A data product API should not be a fancy tunnel into one warehouse. It should be a governed interface over data that the organization still controls.

The practical problem

Data product teams increasingly need APIs that answer domain-specific questions, not just raw SQL endpoints. They want controlled filters, predictable schemas, policy-aware responses, and enough performance for product use.

Apache DataFusion is interesting here because it is an embeddable query engine built around Arrow concepts. It can sit inside a service that exposes governed data product APIs while leaving the storage and table contracts open.

Core idea: DataFusion is most valuable when the API owns the product contract and the open data layer owns the portability contract.

The architecture that works

The API should expose product operations, not arbitrary infrastructure. A customer risk API, inventory availability API, or revenue quality API can compile approved requests into DataFusion query plans over open files, tables, or registered data sources.

Policy should wrap the request before query execution. The service should know the caller, the purpose, the allowed domain, and the approved fields. DataFusion can execute the query. It should not be asked to become the entire governance brain.

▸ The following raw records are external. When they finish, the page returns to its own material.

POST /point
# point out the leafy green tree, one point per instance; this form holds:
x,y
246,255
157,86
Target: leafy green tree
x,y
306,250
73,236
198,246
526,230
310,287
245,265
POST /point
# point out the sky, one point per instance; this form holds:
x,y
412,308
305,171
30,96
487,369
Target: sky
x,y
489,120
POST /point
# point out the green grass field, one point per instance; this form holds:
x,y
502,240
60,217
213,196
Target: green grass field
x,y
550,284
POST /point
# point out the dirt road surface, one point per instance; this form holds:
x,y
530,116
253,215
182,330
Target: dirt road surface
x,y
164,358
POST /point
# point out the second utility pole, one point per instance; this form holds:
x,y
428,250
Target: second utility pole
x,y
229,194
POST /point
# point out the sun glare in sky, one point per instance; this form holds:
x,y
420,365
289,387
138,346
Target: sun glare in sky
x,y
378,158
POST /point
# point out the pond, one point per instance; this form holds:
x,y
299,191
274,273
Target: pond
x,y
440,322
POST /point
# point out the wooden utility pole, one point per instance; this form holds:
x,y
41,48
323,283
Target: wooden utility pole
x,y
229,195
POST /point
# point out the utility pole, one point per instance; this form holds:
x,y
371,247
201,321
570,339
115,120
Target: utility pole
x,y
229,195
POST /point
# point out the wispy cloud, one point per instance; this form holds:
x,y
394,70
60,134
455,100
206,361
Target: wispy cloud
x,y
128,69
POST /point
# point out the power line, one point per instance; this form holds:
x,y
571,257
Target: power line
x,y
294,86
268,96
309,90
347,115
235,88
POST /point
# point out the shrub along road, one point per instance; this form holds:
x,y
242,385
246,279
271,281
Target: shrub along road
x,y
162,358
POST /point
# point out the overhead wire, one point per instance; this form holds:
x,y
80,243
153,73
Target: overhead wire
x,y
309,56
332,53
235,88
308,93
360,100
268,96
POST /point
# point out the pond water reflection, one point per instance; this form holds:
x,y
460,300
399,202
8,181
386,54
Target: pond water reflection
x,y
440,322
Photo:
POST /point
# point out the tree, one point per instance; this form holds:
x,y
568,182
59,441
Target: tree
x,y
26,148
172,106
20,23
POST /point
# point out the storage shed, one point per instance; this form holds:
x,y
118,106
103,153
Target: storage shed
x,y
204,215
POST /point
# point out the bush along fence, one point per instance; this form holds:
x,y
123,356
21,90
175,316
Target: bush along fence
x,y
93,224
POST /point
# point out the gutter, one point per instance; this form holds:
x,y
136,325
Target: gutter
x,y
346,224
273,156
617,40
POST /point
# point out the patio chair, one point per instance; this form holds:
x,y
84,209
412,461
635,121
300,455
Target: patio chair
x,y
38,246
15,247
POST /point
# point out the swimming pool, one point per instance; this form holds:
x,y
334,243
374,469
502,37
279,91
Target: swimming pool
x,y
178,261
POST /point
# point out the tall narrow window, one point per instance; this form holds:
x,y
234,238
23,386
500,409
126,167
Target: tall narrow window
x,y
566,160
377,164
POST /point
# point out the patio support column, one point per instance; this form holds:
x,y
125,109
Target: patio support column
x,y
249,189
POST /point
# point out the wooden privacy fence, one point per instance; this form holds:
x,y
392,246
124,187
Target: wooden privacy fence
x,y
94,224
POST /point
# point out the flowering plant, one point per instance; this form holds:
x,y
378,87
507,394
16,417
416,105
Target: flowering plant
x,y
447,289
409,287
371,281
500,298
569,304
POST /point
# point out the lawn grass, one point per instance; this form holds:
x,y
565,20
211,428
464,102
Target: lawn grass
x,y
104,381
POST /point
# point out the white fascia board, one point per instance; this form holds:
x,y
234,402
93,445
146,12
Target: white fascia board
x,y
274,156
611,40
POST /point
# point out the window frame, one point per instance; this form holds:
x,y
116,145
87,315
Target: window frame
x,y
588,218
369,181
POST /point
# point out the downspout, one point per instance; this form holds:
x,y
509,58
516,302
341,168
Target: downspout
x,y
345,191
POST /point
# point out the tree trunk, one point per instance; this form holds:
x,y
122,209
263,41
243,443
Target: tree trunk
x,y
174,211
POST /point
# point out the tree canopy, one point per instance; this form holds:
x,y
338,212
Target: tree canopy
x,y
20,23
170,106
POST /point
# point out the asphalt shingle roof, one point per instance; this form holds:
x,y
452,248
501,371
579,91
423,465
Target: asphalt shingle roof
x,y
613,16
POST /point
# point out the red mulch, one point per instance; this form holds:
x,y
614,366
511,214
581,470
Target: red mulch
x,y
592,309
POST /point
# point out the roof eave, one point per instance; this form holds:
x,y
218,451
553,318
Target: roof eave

Lineage should be captured at the API boundary and the execution boundary. The team needs to know which data product version served the response, which source tables contributed, which policy applied, and which downstream system consumed the result.

What breaks first

  • The API exposes raw SQL and accidentally recreates a shadow warehouse.
  • Policy is implemented only in application code and never reaches catalog, lineage, or audit systems.
  • Performance tuning pushes teams toward private caches with undocumented semantics.
  • Data product owners change schemas without versioning the API contract.

Questions to ask

Use these questions when DataFusion sits behind a data product API.

  • Which API operations are allowed, and which data fields can each operation reach?
  • Which open table or file contracts supply the data?
  • Where are policy decisions evaluated and logged?
  • Can another engine read the same source data without changing the product contract?
  • Can a consumer trace an API response back to source tables and product version?

For adjacent patterns, read Table Formats, Catalogs, and Query Engines, Query Engines in ODI, and Agentic Data Product Design.

Sources to start with

DataFusion can be the execution engine. The architecture still has to define the product, policy, and lineage contracts.